There is no particular time specified in Section 12. All it says is that the contribution is not a transfer of value “if it is allowable in computing [the company’s] profits or gains for the purposes of corporation tax”. The effect of the deferral rules is that relief is given in the subsequent year rather than the current year. That does not mean the contribution is not allowable – quite the contrary, it provides that it is allowable in a later year. (I suppose you could say that the contribution is allowable only after something else has happened – and therefore it is not allowable until that time.) HMRC take the view that Section 12 applies only to the extent that a deduction is allowable to the company for the tax year in which the contribution is made. On this basis, the transfer of value must be apportioned between the individual participators according to their shareholdings and charged to inheritance tax accordingly. HMRC say that this is their current view and pending a resolution of any legal challenge existing cases will be pursued by them on this basis.

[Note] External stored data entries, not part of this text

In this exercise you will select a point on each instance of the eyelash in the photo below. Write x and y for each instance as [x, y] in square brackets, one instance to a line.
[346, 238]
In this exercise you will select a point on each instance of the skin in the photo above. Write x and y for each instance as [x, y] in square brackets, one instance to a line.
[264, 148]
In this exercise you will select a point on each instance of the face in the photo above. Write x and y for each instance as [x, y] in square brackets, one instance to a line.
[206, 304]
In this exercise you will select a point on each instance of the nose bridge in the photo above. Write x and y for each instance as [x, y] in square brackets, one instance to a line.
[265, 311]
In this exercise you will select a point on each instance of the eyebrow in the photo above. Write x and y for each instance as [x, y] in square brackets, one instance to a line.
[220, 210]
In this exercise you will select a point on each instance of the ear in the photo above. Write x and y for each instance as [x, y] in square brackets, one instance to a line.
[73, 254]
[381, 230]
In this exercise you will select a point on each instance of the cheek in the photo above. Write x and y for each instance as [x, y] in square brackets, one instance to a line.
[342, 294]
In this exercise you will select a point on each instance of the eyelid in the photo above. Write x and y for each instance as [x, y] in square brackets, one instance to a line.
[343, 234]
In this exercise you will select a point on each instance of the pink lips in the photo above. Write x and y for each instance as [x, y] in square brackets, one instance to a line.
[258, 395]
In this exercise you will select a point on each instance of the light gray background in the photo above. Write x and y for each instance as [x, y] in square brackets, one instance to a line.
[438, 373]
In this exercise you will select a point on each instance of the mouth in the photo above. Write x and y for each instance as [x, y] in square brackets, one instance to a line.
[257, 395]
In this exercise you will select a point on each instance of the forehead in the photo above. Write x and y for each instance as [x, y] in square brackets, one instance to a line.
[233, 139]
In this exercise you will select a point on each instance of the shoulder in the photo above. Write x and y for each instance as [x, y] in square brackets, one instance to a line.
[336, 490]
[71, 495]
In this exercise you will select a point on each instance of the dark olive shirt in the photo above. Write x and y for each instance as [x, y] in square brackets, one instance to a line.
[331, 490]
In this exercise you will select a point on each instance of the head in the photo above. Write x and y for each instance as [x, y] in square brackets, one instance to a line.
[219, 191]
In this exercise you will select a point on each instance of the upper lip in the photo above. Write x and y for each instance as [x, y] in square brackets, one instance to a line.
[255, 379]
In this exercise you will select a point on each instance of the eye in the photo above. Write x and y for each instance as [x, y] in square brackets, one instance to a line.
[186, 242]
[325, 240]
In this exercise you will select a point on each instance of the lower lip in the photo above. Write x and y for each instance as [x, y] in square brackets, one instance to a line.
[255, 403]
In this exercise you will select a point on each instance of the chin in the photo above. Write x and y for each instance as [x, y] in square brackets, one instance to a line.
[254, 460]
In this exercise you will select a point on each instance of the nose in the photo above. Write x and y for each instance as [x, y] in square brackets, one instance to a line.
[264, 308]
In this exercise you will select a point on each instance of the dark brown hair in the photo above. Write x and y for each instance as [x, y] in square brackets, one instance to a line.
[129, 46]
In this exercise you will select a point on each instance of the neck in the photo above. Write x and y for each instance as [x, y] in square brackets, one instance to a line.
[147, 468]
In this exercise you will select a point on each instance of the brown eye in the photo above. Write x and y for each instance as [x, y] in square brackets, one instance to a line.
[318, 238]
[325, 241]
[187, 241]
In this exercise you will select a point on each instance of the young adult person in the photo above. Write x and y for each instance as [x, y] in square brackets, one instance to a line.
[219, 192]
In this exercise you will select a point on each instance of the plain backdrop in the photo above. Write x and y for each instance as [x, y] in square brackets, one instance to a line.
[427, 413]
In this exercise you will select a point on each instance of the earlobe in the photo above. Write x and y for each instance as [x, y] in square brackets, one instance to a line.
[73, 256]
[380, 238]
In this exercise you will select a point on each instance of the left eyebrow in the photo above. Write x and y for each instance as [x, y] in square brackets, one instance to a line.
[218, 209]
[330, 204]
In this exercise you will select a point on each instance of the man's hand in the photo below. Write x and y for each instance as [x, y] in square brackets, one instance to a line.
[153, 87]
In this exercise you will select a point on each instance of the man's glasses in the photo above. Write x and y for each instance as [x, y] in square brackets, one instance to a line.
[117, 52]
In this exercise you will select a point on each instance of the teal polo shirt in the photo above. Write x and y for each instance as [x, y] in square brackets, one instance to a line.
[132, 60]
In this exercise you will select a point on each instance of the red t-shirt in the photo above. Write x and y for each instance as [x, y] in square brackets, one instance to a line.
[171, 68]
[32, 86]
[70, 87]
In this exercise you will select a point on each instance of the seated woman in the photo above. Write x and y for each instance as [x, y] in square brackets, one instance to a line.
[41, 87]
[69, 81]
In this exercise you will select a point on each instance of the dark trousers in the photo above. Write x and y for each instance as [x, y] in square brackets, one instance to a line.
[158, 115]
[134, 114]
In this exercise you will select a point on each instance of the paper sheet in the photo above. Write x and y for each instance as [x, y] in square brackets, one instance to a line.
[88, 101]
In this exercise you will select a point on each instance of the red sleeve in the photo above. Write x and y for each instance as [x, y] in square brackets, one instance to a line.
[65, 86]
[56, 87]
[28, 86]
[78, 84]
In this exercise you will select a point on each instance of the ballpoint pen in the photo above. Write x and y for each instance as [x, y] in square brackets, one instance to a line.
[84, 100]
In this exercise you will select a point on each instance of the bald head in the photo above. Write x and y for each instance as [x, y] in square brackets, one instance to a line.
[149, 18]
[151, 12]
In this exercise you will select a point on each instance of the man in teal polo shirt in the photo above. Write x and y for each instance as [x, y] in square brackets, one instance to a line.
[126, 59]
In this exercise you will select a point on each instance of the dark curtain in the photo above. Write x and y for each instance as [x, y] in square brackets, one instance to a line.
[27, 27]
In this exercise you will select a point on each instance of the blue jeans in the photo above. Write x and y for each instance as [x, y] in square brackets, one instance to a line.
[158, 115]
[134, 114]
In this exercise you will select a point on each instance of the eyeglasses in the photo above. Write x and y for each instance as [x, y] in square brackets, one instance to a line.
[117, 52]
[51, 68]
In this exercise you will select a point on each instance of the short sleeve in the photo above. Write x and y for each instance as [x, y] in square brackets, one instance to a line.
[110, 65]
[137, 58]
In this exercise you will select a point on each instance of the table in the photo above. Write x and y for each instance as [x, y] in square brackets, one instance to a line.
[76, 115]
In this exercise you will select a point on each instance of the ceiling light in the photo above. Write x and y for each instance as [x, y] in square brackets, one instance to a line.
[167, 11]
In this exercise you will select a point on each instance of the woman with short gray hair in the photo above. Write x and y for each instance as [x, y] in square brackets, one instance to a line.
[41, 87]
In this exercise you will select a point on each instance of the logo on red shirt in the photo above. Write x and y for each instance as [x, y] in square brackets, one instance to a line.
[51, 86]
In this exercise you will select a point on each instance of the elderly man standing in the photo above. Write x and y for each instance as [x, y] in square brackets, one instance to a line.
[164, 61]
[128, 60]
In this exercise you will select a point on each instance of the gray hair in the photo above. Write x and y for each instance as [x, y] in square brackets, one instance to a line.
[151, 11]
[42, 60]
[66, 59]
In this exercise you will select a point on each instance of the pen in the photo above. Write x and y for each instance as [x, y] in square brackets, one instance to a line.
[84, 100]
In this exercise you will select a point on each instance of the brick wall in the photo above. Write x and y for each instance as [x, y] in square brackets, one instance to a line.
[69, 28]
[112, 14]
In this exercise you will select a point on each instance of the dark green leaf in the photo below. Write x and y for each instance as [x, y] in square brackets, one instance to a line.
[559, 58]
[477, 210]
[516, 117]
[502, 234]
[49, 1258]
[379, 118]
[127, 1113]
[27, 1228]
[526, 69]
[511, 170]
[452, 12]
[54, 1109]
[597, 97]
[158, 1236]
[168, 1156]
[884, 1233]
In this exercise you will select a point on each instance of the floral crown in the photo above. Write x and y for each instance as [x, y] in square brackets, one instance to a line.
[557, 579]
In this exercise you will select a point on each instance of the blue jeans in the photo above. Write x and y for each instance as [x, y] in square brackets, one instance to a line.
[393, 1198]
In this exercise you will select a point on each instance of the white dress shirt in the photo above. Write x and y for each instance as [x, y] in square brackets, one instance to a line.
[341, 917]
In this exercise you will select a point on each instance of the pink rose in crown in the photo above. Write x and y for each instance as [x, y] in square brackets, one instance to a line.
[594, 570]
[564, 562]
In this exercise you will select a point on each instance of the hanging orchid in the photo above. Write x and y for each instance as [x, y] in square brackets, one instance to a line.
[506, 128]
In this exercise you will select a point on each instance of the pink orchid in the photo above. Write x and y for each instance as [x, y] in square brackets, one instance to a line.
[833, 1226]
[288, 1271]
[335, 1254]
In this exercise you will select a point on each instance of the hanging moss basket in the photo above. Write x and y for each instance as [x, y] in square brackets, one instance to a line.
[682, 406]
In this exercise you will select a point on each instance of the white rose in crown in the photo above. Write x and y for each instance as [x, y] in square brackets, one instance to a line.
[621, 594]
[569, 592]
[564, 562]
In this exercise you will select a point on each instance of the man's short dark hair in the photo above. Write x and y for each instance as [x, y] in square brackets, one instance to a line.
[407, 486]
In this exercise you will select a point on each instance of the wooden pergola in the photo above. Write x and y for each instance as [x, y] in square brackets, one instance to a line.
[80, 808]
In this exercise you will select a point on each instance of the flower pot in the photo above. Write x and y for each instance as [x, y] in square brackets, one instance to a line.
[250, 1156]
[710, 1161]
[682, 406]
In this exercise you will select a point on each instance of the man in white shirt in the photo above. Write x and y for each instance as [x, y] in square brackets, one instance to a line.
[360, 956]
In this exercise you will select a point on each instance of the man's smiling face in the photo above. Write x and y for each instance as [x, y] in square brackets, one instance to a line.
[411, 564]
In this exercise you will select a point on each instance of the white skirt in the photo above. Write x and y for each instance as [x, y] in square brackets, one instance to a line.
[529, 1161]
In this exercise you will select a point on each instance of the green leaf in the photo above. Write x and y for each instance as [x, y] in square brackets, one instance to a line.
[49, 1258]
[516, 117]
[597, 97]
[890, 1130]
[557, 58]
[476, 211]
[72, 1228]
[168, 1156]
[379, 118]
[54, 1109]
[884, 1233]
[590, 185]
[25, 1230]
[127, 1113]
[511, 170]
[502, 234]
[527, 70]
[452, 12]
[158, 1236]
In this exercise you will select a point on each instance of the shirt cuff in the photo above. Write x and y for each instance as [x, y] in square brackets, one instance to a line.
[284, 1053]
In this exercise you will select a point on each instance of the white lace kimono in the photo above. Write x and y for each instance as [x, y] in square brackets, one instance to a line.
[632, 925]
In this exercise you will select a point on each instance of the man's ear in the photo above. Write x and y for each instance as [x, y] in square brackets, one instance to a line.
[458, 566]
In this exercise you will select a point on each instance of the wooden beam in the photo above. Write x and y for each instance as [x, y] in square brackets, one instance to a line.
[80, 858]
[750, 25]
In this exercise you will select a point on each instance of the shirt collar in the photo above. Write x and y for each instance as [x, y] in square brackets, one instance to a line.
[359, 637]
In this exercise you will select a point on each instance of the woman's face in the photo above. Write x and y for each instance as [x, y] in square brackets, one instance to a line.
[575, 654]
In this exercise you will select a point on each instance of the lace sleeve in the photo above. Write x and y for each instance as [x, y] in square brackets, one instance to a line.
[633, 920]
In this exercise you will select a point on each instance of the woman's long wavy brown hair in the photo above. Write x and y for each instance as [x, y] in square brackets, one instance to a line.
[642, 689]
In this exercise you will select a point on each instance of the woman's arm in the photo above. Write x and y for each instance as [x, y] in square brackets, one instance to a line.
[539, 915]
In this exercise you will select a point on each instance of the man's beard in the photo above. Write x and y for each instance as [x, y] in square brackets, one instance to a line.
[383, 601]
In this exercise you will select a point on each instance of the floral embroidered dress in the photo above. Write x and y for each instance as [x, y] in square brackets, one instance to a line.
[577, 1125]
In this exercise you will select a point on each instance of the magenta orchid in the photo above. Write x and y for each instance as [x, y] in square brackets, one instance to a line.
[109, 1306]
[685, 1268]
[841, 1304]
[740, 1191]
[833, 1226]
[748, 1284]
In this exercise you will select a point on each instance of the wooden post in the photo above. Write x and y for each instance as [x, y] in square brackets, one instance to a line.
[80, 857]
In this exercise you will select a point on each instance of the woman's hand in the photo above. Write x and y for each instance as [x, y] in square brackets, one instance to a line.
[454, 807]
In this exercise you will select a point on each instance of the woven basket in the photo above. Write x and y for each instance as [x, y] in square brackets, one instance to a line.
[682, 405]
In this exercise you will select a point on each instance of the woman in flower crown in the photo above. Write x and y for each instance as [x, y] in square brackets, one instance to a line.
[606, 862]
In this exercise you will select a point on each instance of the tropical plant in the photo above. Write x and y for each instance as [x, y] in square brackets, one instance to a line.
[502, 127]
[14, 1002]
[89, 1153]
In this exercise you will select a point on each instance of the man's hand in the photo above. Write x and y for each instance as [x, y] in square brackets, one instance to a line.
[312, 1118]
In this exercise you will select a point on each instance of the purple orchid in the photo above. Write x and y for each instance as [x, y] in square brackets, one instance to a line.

When the contribution is subsequently allowed, I wonder if they will revise the treatment of the earlier chargeable transfer. Dream on.

HMRC are also a bit sniffy about the Section 10 exemption (transfers not intended to confer a gratuitous benefit). They say that by its very nature an EBT is a discretionary trust and contributions will often confer a gratuitous benefit on the participations. Well yes. And if it does, then obviously Section 10 cannot be satisfied so this does not take the argument anywhere. The whole idea of an EBT is to provide benefits to employees which is a bona fide commercial purpose – not an intention to confer gratuitous benefits.

I hope that this issue is going to be seriously reconsidered without having to wait for litigation.